Ventimiglia. Era stato presentato alle Giornate degli Autori il film No Borders diretto da Haider Rashid. Il regista, il protagonista e lo spettatore dell’immagine possono diventare la stessa persona. Il punto di vista diventa esperienza globale, realtà virtuale ma anche immagine reale. Tutto ciò grazie a una tecnologia rivoluzionaria che si è rapidamente affermata, ad esempio, nei grandi festival come il Sundance, dove a questo cinema è riservato uno spazio particolare, o alla Mostra di Venezia dove è previsto uno spazio nel programma di quest’anno.
La tecnologia usata per No Borders permette agli spettatori di empatizzare in modo non banale e superficiale con i migranti. L’autore del progetto Haider Rashid, regista fiorentino di origine irachena, è un italiano di seconda generazione, quella di cui nei nostri telegiornali si parla con tanto allarmismo. Elio Germano, attore di professione, attivista sociale per passione, è il narratore che, andando oltre la propaganda politica di sfruttamento del fenomeno migratorio, ci porta nel mondo di No Borders. Un film che torna a parlare di guerra, della fuga e dell’accoglienza come necessaria conseguenza.
Girato, tra il Centro Baobab di Roma autogestito dai cittadini romani (sgomberato nel dicembre 2015 dalle forze dell’ordine) e il No Borders di Ventimiglia, (sgomberato anche questo di recente), il film usa la realtà virtuale come uno strumento per immergersi nella vita dei centri di accoglienza e offrire un punto di vista diverso da quello dei media tradizionali grazie all’annullamento delle distanze. “Elio Germano fa da collante a questo percorso – spiega il regista – portando il suo sguardo di attore e attivista, capace di empatizzare con la storia dei migranti e di farli sentire a proprio agio in un dialogo che ci racconta non solo la loro storia, ma anche quella dei paesi che abbandonano”.

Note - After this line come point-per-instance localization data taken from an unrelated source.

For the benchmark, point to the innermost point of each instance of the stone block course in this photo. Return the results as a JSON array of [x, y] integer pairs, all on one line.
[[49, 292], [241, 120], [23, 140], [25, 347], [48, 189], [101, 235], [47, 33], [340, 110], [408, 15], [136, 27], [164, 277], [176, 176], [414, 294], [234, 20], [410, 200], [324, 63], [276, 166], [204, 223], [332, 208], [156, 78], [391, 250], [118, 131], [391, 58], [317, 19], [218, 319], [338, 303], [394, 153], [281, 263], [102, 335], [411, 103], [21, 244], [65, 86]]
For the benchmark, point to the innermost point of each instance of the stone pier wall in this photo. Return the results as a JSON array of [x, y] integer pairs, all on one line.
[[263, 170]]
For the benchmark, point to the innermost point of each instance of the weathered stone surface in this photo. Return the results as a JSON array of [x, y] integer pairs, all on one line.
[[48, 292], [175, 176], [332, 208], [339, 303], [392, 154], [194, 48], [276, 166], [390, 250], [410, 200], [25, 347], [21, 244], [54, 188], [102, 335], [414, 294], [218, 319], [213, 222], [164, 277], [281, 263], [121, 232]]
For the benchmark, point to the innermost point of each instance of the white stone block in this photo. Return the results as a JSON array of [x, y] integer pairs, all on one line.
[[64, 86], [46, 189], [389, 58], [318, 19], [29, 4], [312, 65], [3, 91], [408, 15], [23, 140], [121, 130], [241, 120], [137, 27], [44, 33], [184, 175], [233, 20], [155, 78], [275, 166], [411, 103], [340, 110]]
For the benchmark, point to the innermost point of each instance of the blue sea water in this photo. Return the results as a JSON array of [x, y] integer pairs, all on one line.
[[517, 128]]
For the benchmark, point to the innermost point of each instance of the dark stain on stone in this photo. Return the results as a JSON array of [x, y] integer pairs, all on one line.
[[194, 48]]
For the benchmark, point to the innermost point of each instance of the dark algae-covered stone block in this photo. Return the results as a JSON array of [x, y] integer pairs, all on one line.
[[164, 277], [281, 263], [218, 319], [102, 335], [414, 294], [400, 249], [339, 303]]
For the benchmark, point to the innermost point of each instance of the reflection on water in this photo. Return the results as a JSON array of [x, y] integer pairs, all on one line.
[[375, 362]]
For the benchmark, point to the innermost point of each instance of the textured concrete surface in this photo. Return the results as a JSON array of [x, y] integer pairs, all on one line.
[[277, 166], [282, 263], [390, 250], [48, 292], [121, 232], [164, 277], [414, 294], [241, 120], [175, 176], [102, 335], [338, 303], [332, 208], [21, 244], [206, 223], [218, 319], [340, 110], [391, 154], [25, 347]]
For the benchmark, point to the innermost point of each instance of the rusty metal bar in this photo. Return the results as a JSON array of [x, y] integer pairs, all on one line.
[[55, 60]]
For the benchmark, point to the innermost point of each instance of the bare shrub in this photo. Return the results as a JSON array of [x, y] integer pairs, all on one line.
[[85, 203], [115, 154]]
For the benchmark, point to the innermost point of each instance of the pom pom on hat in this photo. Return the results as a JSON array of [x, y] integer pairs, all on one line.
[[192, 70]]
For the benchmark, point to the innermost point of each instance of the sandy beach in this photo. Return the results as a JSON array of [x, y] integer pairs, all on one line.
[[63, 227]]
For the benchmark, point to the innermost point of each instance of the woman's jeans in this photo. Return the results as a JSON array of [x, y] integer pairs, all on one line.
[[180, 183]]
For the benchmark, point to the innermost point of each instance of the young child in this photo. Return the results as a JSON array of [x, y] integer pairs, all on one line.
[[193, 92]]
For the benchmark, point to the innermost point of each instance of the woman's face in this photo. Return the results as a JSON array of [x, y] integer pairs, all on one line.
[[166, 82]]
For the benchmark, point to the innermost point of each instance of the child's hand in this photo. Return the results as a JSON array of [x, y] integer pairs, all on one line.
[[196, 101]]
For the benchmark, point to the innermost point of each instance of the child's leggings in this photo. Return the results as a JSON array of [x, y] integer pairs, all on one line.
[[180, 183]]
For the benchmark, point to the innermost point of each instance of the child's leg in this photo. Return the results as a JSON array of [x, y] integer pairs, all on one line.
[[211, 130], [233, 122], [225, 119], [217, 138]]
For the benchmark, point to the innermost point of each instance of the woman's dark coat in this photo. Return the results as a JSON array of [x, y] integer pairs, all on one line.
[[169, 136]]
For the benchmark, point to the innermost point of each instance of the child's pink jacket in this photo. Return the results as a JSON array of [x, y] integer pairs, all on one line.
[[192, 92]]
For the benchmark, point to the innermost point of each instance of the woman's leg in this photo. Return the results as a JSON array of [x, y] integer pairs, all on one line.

In un’intervista rilasciata a Movie Mag in onda su Rai Movie, Germano ha detto: “No Borders è uno sconfinamento, una voglia di abbattere delle frontiere, sia quelle classiche che tecnologiche. Mettiamo lo spettatore – prosegue l’attore – all’interno della scena che con un visore si può guardare in tutte le direzioni.”
Il film ambientato a Ventimiglia e a Roma al centro Baobab, “Sono dei posti dove si sono abbattute delle frontiere, luoghi spontanei dove c’è stata un’unione tra nostri concittadini e migranti.”